- Location: Palliyagodella, North Central Province, Sri Lanka
- Date: 15 October 1992
- Target: Muslim civilians
- Attack type: Armed massacre
- Deaths: 171–285
- Injured: Unknown
- Perpetrators: Liberation Tigers of Tamil Eelam

= Palliyagodella massacre =

Civilian massacre carried out by LTTE

The Palliyagodella massacre was carried out by the Liberation Tigers of Tamil Eelam (LTTE) against the mostly Muslim population of the Palliyagodella village located on border region of the northern part of Sri Lanka that were controlled by the Tigers at the time. This was the largest massacre of Muslim civilians by the LTTE to date. Village eyewitnesses claim that some 285 men, women and children, around a third of the population, were killed by a 1,000 strong force of the Tamil Tigers; however, the Sri Lankan government stated in a 1994 letter to ONHCHR that the LTTE massacred 166 to 171. All but 40 of the victims of the Palliyathidal massacre were Muslim; the rest were Sinhalese.

Before the massacre, there were growing tension between the LTTE and the Muslim community. The Palliyagodella villagers had asked the Sri Lankan military for protection from LTTE extortion. The Sri Lankan forces issued shotguns to the Muslim villagers but these were inadequate to beat off LTTE attacks. The LTTE threw grenades into mosques killing around 40 people and slaughtered another more with machetes and guns.

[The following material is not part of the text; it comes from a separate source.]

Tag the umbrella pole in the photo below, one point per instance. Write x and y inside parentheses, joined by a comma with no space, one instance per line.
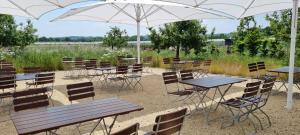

Forty-five children were among the victims as were pregnant women and their unborn babies. The LTTE called off the massacre at 8 o'clock when army helicopters arrived. Female LTTE cadres were also involved in this attack.

Pitchathambi Ishabdeen, a local shopkeeper who survived the massacre recounted the massacre as follows:

"We saw the Tamil Tigers armed with guns and knives (machetes). I heard them say 'we will kill everyone and then celebrate in your mosque'... I was lying among six bodies. Lying in their blood."